MI - Take a look at all your available opportunities and make a decision on the best plan forward for you. Jennifer Green* is a fantastic resource for questions about the many fellowship/scholarship opportunities available and I highly recommend reaching out to her if you have any questions.
*Editorial Note: Jennifer Green is currently the Director for Fellowships Advising and Professional Development with Stony Brook's Graduate School. Don't be shy about reaching out to her for help and ideas!
CIV - Touch a little on a cultural experience that you had that has stayed with you.
KE - One interesting experience that comes to mind is recalling how while at public places in India, people would sometimes ask me: "Where in Africa are you from?" It was amusing and I would kindly respond: "I'm Nigerian but I am actually also from the US." Technically, they were not wrong, as I am equal parts Nigerian and American. However, behind that question lay an innocent misconception about the cultural composition of the United States. It dawned on me that between media depictions and the few actual African Americans who had traveled there before, people had developed the impression that the United States is more culturally and ethnically homogenous than it is. This experience taught me just how important it is to expand access to more Americans from underrepresented background to travel abroad, so that a more realistic representation of our diverse country can be shared with others.
MI - In early November my school celebrated a local holiday called Magosto. It's a festival to welcome the coming of winter and is traditionally celebrated by people in the northern region of Galicia. During this festival it is very common for communities to create large bonfires and roast chestnuts together. My school invited me to their celebration one Friday evening and I spent the rest of the day with my students and colleagues listening to local music and eating roasted chestnuts from makeshift bonfire pits. It was an amazing opportunity to connect with my school community and the culture of the region.
CIV - Anything else you'd like to share?
MI - Take the plunge and go abroad! It's not as common for engineering students to participate in many of these programs and it can give your application a competitive edge!

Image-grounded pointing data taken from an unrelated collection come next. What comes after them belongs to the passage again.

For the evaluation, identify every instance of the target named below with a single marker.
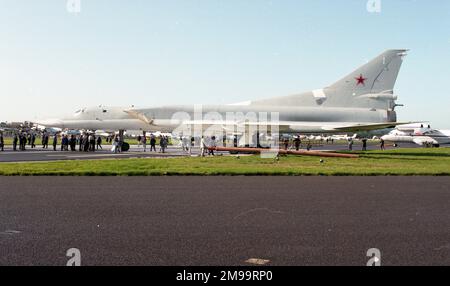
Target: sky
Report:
(55, 59)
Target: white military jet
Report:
(420, 135)
(362, 100)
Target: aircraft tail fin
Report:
(376, 76)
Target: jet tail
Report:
(376, 77)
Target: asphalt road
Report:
(224, 220)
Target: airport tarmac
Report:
(224, 220)
(39, 154)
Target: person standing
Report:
(297, 142)
(144, 142)
(203, 146)
(99, 142)
(15, 140)
(92, 142)
(33, 141)
(364, 141)
(152, 143)
(212, 144)
(72, 142)
(2, 142)
(139, 139)
(55, 141)
(350, 144)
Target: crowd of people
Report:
(89, 142)
(163, 143)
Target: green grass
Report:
(418, 161)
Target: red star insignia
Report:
(360, 80)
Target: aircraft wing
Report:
(366, 126)
(283, 126)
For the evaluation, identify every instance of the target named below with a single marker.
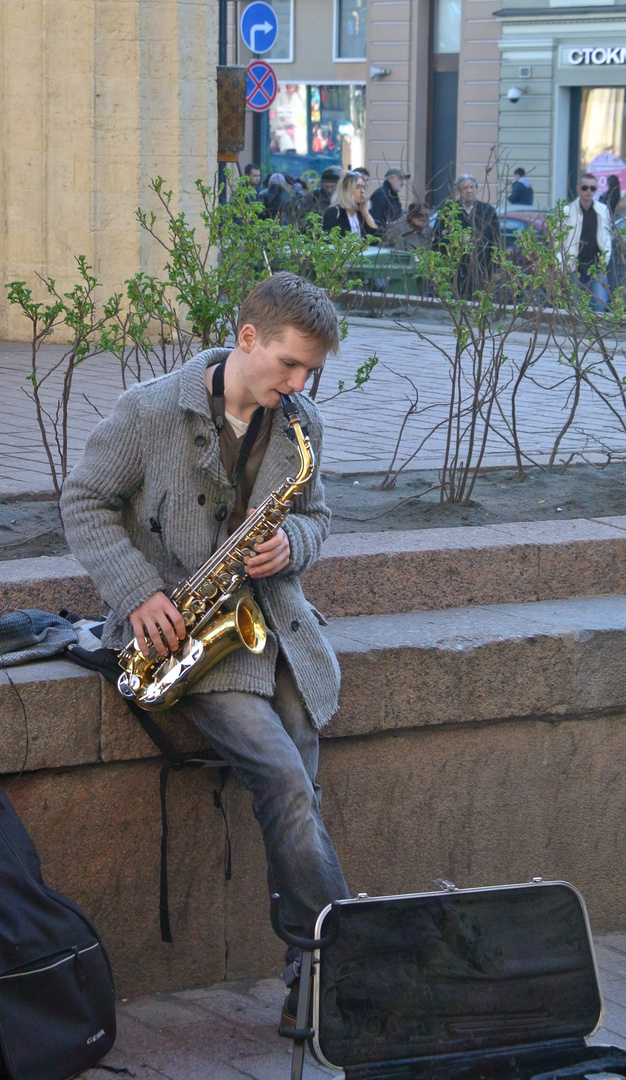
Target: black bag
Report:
(105, 661)
(57, 1014)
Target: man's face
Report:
(280, 366)
(586, 188)
(396, 183)
(467, 191)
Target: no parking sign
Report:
(261, 86)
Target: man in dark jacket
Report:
(385, 206)
(474, 269)
(521, 193)
(318, 200)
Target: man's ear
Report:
(247, 337)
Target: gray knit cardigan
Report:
(139, 514)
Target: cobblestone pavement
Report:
(362, 427)
(228, 1031)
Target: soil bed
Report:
(29, 527)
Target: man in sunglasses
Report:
(587, 246)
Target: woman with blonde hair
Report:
(348, 208)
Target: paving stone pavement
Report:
(228, 1031)
(362, 427)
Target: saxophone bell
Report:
(160, 684)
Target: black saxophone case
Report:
(473, 984)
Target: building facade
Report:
(569, 62)
(378, 83)
(97, 98)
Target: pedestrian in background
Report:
(411, 230)
(586, 248)
(349, 207)
(253, 173)
(474, 268)
(385, 204)
(521, 193)
(277, 200)
(318, 200)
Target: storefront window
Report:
(602, 134)
(351, 29)
(313, 126)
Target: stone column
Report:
(97, 97)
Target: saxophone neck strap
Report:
(219, 418)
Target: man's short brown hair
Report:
(285, 299)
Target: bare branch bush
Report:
(51, 379)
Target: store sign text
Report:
(609, 55)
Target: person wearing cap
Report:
(318, 200)
(385, 206)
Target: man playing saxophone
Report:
(162, 484)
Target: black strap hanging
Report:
(219, 417)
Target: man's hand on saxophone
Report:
(271, 556)
(161, 621)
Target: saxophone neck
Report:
(302, 441)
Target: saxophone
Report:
(154, 682)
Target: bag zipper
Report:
(75, 953)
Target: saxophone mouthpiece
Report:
(289, 409)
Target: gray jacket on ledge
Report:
(139, 514)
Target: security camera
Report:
(515, 93)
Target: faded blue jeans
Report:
(598, 288)
(273, 747)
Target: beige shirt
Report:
(230, 444)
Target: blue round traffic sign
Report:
(259, 27)
(261, 85)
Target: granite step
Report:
(482, 744)
(549, 659)
(400, 571)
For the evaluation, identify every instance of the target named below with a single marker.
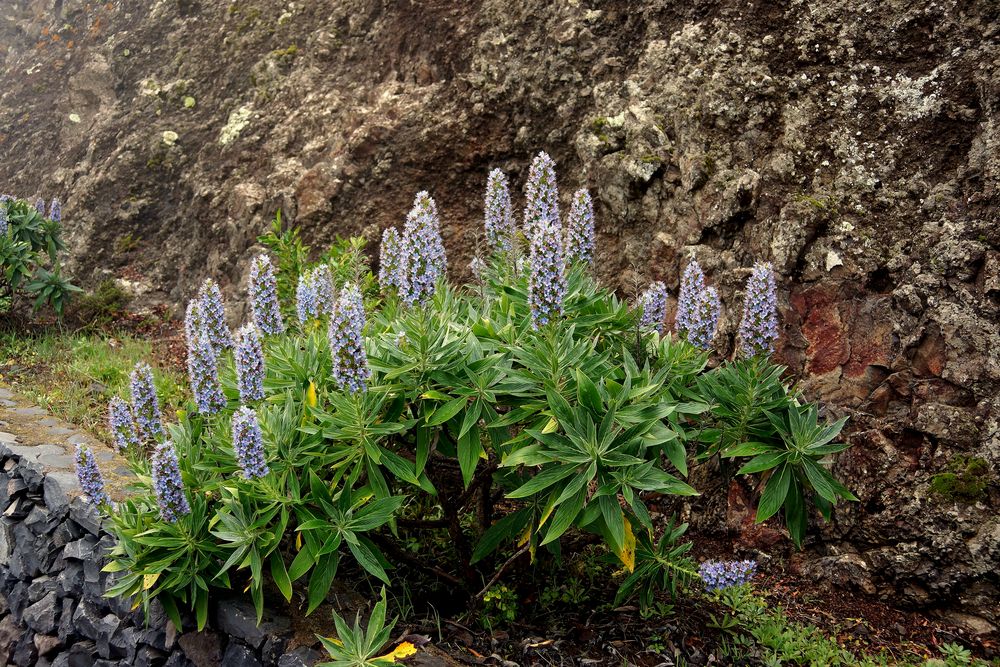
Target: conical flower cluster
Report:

CIV Program - We'd like to thank both Mr. Ezumah and Mr. Incardona for sharing their thoughts and experiences with us. Please be sure to join us on January 26, 2022 to meet them and hear more. For further reading, check out SBU's stories: Kennedy Ezumah, Michael Incaronda
In 2017, Kennedy was awarded the State Department’s Critical Language Scholarship (CLS), and following his graduation, embarked on a summer-long Hindi language immersion experience in India. In the fall of that year, Kennedy began working at Skanska as a civil engineer, and over the course of three years, contributed to numerous public infrastructure projects across New York and Massachusetts.
In 2021, Kennedy’s interest in building and doing meaningful work large-scale, led him to pivot into the technology industry. He is currently pursuing an MS in Computer Science at Northeastern University, Bay Area. Kennedy enjoys traveling, researching Igbo history, and storytelling.
In his freshman year, Michael joined an organization on campus called Students Helping Honduras (SHH), a nonprofit dedicated to relieving extreme poverty by constructing schools in rural Honduras. Over the next few years, he would continually travel to Honduras and take on additional leadership roles within the organization. By senior year he had become a Student Director for SHH, where he directly oversaw 30 college chapters across the United States.
Alongside his involvement with SHH, Michael continued expanding upon his interest in international service by interning with organizations such as the United States Agency for International Development (USAID) and Doctors Without Borders (MSF).
After graduation, Michael was awarded a Fulbright ETA Grant to teach English in Spain for the 2021-2022 academic year. He is currently based in the city of A Coruña.